The call comes as Michael Fallon commented that spend on UK personnel on anti-terror missions could be sourced from the Department for International Development’s (DFID) aid budget.
This comes at a time when the new Secretary of State for International Development, Priti Patel, is already under fire for her previous criticisms of the work of her own department.
SNP International Development spokesperson Patrick Grady MP commented: “Michael Fallon is showing a worrying disregard for the strict rules which govern the use of international aid spending.
“DFID’s budget and the UK’s commitment to overseas development aid of 0.7% of national income should be used to help the poorest and most vulnerable people around the world. While in some instances that may involve aspects of security and peacekeeping support – under no circumstances should money ring-fenced for aid be used to pay for combat troops on the ground.
“The UK Government is already double-counting funds towards both the 0.7% aid target and the 2% NATO target for defence spending. That should be minimised – and aid spending shouldn’t be used to supplement the defence budget. If the MoD is short of cash, perhaps it should reconsider how best to use the hundreds of billions currently committed to the renewal of Trident.
Transcript of the exchange on BBC Radio 4 Today programme can be read here:
Presenter: We saw a suggestion from your new cabinet colleague, who’s the new secretary of state for international development Priti Patel that she thought she might be given responsibility in her department for funding British troops combating Islamic insurgencies.

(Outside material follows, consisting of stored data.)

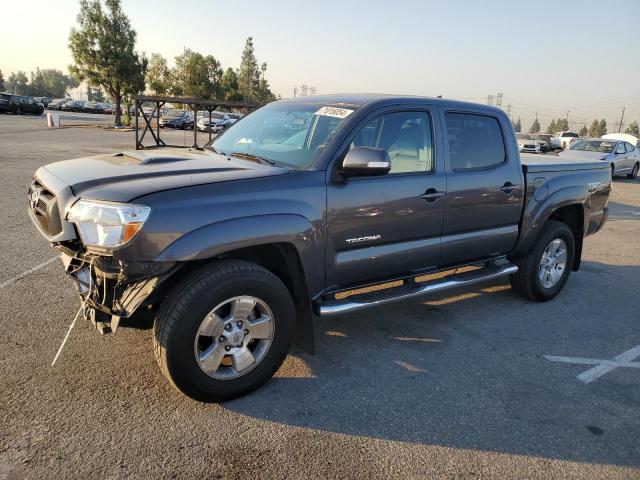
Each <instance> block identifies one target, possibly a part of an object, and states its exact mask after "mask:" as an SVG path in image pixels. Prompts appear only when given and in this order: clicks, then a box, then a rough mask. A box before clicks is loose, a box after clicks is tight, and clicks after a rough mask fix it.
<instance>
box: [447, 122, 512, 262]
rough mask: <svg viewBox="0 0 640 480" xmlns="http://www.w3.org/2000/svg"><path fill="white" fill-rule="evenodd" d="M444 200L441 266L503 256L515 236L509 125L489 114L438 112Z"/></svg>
mask: <svg viewBox="0 0 640 480" xmlns="http://www.w3.org/2000/svg"><path fill="white" fill-rule="evenodd" d="M442 115H443V123H444V125H445V128H446V133H445V135H446V138H447V139H448V142H446V144H447V164H446V168H447V171H446V175H447V197H446V211H445V217H444V226H443V232H442V260H441V264H442V266H449V265H455V264H459V263H464V262H467V261H472V260H476V259H483V258H487V257H490V256H494V255H498V254H502V253H506V252H508V251H509V250H510V249H511V248H513V246H514V245H515V243H516V240H517V238H518V225H519V222H520V217H521V215H522V206H523V201H524V200H523V199H524V185H523V184H524V179H523V172H522V168H521V166H520V162H519V161H518V152H517V150H516V148H515V146H514V145H513V141H510V142H509V141H507V140H506V139H507V138H508V137H507V135H513V134H512V133H511V129H510V128H511V127H510V126H509V125H507V123H506V121H505V120H504V119H501V118H500V117H499V116H497V115H496V116H494V115H492V114H491V113H488V114H479V113H476V112H465V111H446V110H444V111H442Z"/></svg>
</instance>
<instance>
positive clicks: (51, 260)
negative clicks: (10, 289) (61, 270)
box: [0, 256, 58, 288]
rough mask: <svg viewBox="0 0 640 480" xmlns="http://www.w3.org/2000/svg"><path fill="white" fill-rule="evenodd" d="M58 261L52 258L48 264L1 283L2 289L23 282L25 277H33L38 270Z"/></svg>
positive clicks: (26, 271)
mask: <svg viewBox="0 0 640 480" xmlns="http://www.w3.org/2000/svg"><path fill="white" fill-rule="evenodd" d="M57 259H58V257H57V256H56V257H51V258H50V259H49V260H47V261H46V262H42V263H41V264H40V265H37V266H35V267H33V268H32V269H30V270H27V271H26V272H22V273H21V274H20V275H16V276H15V277H12V278H10V279H9V280H7V281H5V282H2V283H0V288H4V287H6V286H7V285H11V284H12V283H15V282H17V281H19V280H22V279H23V278H24V277H26V276H27V275H31V274H32V273H33V272H37V271H38V270H40V269H41V268H44V267H46V266H47V265H49V264H51V263H53V262H55V261H56V260H57Z"/></svg>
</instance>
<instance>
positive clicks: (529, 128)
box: [529, 118, 540, 133]
mask: <svg viewBox="0 0 640 480" xmlns="http://www.w3.org/2000/svg"><path fill="white" fill-rule="evenodd" d="M539 131H540V122H539V121H538V119H537V118H536V119H535V120H534V121H533V123H532V124H531V127H530V128H529V133H538V132H539Z"/></svg>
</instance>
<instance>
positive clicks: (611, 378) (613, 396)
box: [224, 261, 640, 465]
mask: <svg viewBox="0 0 640 480" xmlns="http://www.w3.org/2000/svg"><path fill="white" fill-rule="evenodd" d="M583 264H584V266H585V268H584V271H582V272H579V273H578V274H574V275H573V277H572V278H571V279H570V281H569V283H568V284H567V287H566V289H565V291H563V292H562V293H561V295H560V296H558V297H557V298H556V299H554V300H553V301H551V302H546V303H540V304H534V303H528V302H526V301H524V300H522V299H520V298H519V297H517V296H516V295H515V294H511V293H510V292H509V291H508V290H509V287H508V285H498V286H494V287H490V288H481V289H478V290H474V291H472V292H467V293H464V294H461V295H458V296H455V297H446V298H442V299H439V300H429V301H426V302H424V301H423V302H400V303H397V304H394V305H391V306H386V307H383V308H378V309H377V310H376V309H373V310H369V311H363V312H360V313H356V314H351V315H349V316H344V317H336V318H334V319H316V340H317V352H316V354H315V355H306V354H304V353H301V352H299V351H298V352H296V351H295V350H294V352H293V353H292V356H290V358H289V360H288V361H287V363H285V366H284V367H283V368H282V369H281V370H280V371H279V372H278V375H277V377H276V378H274V379H273V380H272V381H270V382H269V383H268V384H267V385H266V386H265V387H263V388H262V389H260V390H258V391H257V392H256V393H254V394H252V395H249V396H247V397H244V398H241V399H238V400H235V401H232V402H227V403H225V404H224V407H225V408H227V409H229V410H231V411H234V412H238V413H241V414H245V415H250V416H253V417H256V418H261V419H265V420H269V421H273V422H278V423H283V424H287V425H295V426H300V427H307V428H312V429H320V430H326V431H332V432H339V433H345V434H350V435H358V436H365V437H373V438H379V439H389V440H398V441H404V442H415V443H419V444H429V445H440V446H448V447H455V448H464V449H477V450H485V451H496V452H503V453H513V454H523V455H532V456H536V457H546V458H557V459H563V460H573V461H579V462H594V463H607V464H620V465H640V449H639V448H640V447H638V444H639V442H638V440H640V436H639V433H638V432H639V431H640V421H639V419H640V415H639V413H640V410H639V406H640V389H638V382H639V381H640V371H638V370H637V369H632V368H628V369H626V370H627V372H624V373H623V374H621V375H626V376H622V377H621V378H622V380H620V378H619V377H616V376H613V375H612V376H610V377H609V378H606V377H604V378H603V379H601V380H599V381H598V382H594V383H592V384H589V385H585V384H581V383H580V382H579V381H577V380H576V378H575V375H576V373H579V372H580V371H581V370H584V367H583V366H562V367H559V366H558V365H557V364H553V365H550V364H551V363H552V362H548V361H547V360H545V359H544V357H543V355H544V354H550V353H551V354H560V355H563V354H569V353H571V352H577V351H581V349H584V348H585V347H584V343H581V342H582V340H580V339H579V337H580V335H578V334H576V332H577V331H579V330H580V329H582V330H584V331H587V332H588V334H587V335H585V336H586V337H588V338H589V339H593V338H594V336H595V344H596V345H598V346H599V348H602V349H603V351H606V352H610V357H603V358H611V357H612V356H614V355H615V354H618V353H620V352H622V351H623V350H625V348H630V347H631V346H633V345H637V344H640V331H639V330H638V328H637V327H635V334H636V336H635V338H634V337H633V336H632V335H625V334H621V333H619V332H614V330H615V329H616V328H618V327H617V325H618V324H617V323H616V322H620V325H623V326H625V328H626V326H628V327H629V328H633V327H632V324H633V322H635V323H637V320H634V319H632V318H631V316H630V314H629V313H628V312H629V310H628V305H627V306H619V307H617V306H616V305H614V304H610V305H608V307H607V308H608V313H607V322H602V321H600V320H599V319H598V314H597V313H594V311H593V309H594V308H595V307H596V306H597V305H598V303H599V302H601V300H600V299H599V298H601V297H598V295H585V293H584V292H585V290H586V289H591V291H597V290H600V291H601V294H602V295H603V296H605V298H606V295H607V292H608V290H609V289H615V288H620V285H621V284H628V283H627V282H629V281H631V280H632V279H633V278H635V279H636V285H637V284H638V283H637V280H638V279H639V278H640V266H624V267H621V266H614V265H607V264H602V263H598V262H589V261H585V262H584V263H583ZM586 296H588V297H589V298H585V297H586ZM636 298H637V297H636ZM636 304H637V307H638V308H635V312H636V314H637V312H638V311H640V302H638V301H636ZM600 306H602V305H601V303H600ZM589 311H591V312H592V314H591V315H589V314H588V312H589ZM635 318H636V319H637V317H635ZM598 328H601V329H603V330H602V332H605V333H604V334H602V333H600V332H599V331H598V330H597V329H598ZM621 328H622V327H621ZM576 337H578V338H577V339H576ZM573 339H575V343H576V345H573V344H572V340H573ZM585 353H589V352H588V351H587V352H585ZM576 356H577V355H576ZM584 356H587V357H589V356H590V355H584ZM621 370H622V369H621ZM634 419H635V420H634Z"/></svg>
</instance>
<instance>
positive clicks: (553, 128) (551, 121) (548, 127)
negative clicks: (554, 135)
mask: <svg viewBox="0 0 640 480" xmlns="http://www.w3.org/2000/svg"><path fill="white" fill-rule="evenodd" d="M547 133H548V134H549V135H553V134H554V133H556V120H555V118H552V119H551V123H550V124H549V126H548V127H547Z"/></svg>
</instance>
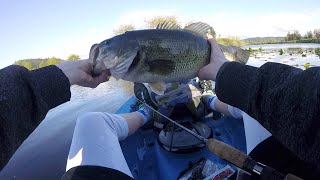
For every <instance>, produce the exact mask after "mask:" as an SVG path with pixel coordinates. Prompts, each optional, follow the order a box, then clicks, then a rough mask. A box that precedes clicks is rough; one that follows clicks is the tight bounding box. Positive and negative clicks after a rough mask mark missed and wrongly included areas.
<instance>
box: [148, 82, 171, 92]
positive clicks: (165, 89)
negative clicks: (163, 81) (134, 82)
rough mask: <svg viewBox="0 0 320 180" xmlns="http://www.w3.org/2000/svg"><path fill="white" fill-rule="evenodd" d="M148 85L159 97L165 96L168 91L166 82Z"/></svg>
mask: <svg viewBox="0 0 320 180" xmlns="http://www.w3.org/2000/svg"><path fill="white" fill-rule="evenodd" d="M148 84H149V87H150V88H151V90H152V91H153V92H154V93H156V94H158V95H163V94H164V92H165V91H166V89H167V88H166V84H165V83H164V82H157V83H148Z"/></svg>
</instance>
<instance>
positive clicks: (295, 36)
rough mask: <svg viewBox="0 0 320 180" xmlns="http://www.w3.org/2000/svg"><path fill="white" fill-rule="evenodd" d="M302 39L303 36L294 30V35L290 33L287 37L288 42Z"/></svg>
mask: <svg viewBox="0 0 320 180" xmlns="http://www.w3.org/2000/svg"><path fill="white" fill-rule="evenodd" d="M301 38H302V36H301V34H300V33H299V31H298V30H294V31H293V32H292V33H290V32H288V34H287V36H286V38H285V39H286V40H287V41H292V40H300V39H301Z"/></svg>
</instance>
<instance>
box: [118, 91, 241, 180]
mask: <svg viewBox="0 0 320 180" xmlns="http://www.w3.org/2000/svg"><path fill="white" fill-rule="evenodd" d="M135 103H136V100H135V98H134V97H131V98H130V99H129V100H128V101H127V102H126V103H124V104H123V106H121V107H120V108H119V109H118V110H117V111H116V113H117V114H120V113H129V112H130V111H131V106H132V105H133V104H135ZM202 122H203V123H205V124H207V125H208V126H209V127H211V128H212V130H213V138H214V139H217V140H220V141H223V142H225V143H227V144H229V145H231V146H233V147H235V148H236V149H238V150H240V151H242V152H244V153H246V141H245V133H244V126H243V121H242V119H235V118H230V117H222V118H220V119H219V120H213V119H212V118H211V117H210V116H207V117H205V118H204V119H203V120H202ZM158 134H159V133H157V132H156V131H154V130H153V129H144V128H140V129H139V130H138V131H137V132H136V133H135V134H133V135H132V136H130V137H128V138H127V139H125V140H124V141H121V142H120V145H121V148H122V152H123V154H124V156H125V159H126V161H127V163H128V166H129V168H130V170H131V172H132V174H133V176H134V178H135V179H177V178H178V177H179V176H180V175H181V173H182V172H183V171H184V170H186V169H187V168H188V167H189V165H190V163H195V162H197V161H198V160H199V159H200V158H202V157H204V158H206V159H209V160H211V161H212V162H213V163H215V164H216V165H217V166H218V168H219V169H220V168H223V167H224V166H225V165H226V164H228V163H227V162H226V161H224V160H221V159H220V158H218V157H217V156H215V155H214V154H212V153H211V152H210V151H209V150H208V149H207V148H202V149H200V150H198V151H195V152H192V153H175V152H168V151H166V150H165V149H164V148H163V147H162V146H161V145H160V144H159V143H158V140H157V138H158Z"/></svg>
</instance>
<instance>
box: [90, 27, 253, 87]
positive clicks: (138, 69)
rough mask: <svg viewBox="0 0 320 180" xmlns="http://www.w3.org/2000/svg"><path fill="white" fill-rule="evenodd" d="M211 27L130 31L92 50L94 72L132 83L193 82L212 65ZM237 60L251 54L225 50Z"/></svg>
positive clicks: (244, 57) (229, 47)
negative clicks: (203, 69) (210, 59)
mask: <svg viewBox="0 0 320 180" xmlns="http://www.w3.org/2000/svg"><path fill="white" fill-rule="evenodd" d="M210 29H211V27H210V26H209V25H207V24H205V23H200V22H198V23H193V24H190V25H189V26H187V27H185V28H184V29H181V28H180V27H179V26H177V25H175V24H171V23H164V24H162V25H160V26H158V27H157V29H148V30H138V31H128V32H126V33H124V34H121V35H118V36H115V37H113V38H111V39H107V40H105V41H102V42H101V43H100V44H95V45H93V46H92V48H91V50H90V60H91V62H92V64H93V67H94V72H95V73H99V72H101V71H102V70H103V69H109V70H110V72H111V75H112V76H114V77H115V78H116V79H119V78H121V79H124V80H128V81H132V82H141V83H155V82H178V81H183V80H187V79H192V78H194V77H196V76H197V74H198V71H199V70H200V69H201V68H202V67H204V66H205V65H207V64H208V63H209V62H210V52H211V46H210V43H209V42H208V41H207V39H206V37H205V36H206V34H207V33H208V30H210ZM221 49H222V50H223V51H224V52H225V53H227V54H228V56H229V57H231V58H233V59H234V60H238V61H242V62H246V61H247V60H248V58H249V53H248V52H246V51H245V50H243V49H241V48H239V47H232V46H229V47H226V46H221Z"/></svg>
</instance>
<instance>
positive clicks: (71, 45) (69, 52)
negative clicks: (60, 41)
mask: <svg viewBox="0 0 320 180" xmlns="http://www.w3.org/2000/svg"><path fill="white" fill-rule="evenodd" d="M105 29H106V28H89V29H88V31H87V33H86V34H85V35H84V36H83V37H81V38H78V39H77V40H75V41H72V42H65V43H63V44H62V45H61V46H59V47H56V48H52V49H48V50H47V51H44V52H43V53H42V54H41V55H40V56H41V57H42V58H46V57H52V56H55V57H59V58H62V59H67V57H68V56H69V55H70V54H78V55H79V56H80V57H81V58H88V57H89V51H90V48H91V46H92V45H93V44H95V43H100V42H101V41H103V40H105V39H107V38H110V37H112V35H113V34H112V31H111V30H105Z"/></svg>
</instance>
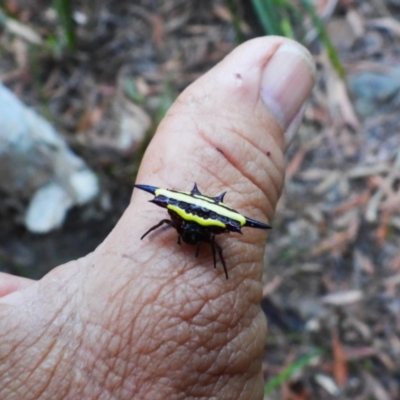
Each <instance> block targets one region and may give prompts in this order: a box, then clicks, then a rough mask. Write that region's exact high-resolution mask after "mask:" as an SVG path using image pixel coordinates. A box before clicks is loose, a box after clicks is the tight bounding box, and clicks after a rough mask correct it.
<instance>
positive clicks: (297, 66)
mask: <svg viewBox="0 0 400 400" xmlns="http://www.w3.org/2000/svg"><path fill="white" fill-rule="evenodd" d="M314 78H315V64H314V61H313V59H312V58H311V56H310V54H309V53H308V52H306V51H305V50H303V49H302V48H301V47H300V46H297V45H295V44H291V43H285V44H283V45H282V46H280V47H279V49H278V50H277V51H276V53H275V54H274V55H273V57H272V58H271V59H270V60H269V61H268V64H267V65H266V68H265V70H264V73H263V76H262V80H261V97H262V99H263V100H264V102H265V104H266V105H267V107H268V108H269V110H270V112H271V113H272V114H273V115H274V117H275V118H276V120H277V121H278V123H279V124H280V125H281V126H282V128H283V129H284V130H286V129H287V128H288V127H289V126H290V124H291V123H292V121H293V120H294V119H295V117H296V115H297V114H298V113H299V112H300V109H301V107H302V105H303V103H304V101H305V100H306V99H307V97H308V96H309V94H310V92H311V89H312V87H313V86H314Z"/></svg>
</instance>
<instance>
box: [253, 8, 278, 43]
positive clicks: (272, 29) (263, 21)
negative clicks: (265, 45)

Is that rather…[INAUDIBLE ]… you’re budget a bit?
Mr Fallon: Well there is a, you know, conflict stabilisation fund from which some of these operations are assisted. I don’t think it actually matters who’s budget it comes from-
Presenter: it matters to the British armed forces here because there’d be more money for them wouldn’t there?
Michael Fallon: Er, there would but we work incredibly closely with the department of international development and they will be involved in this work as well.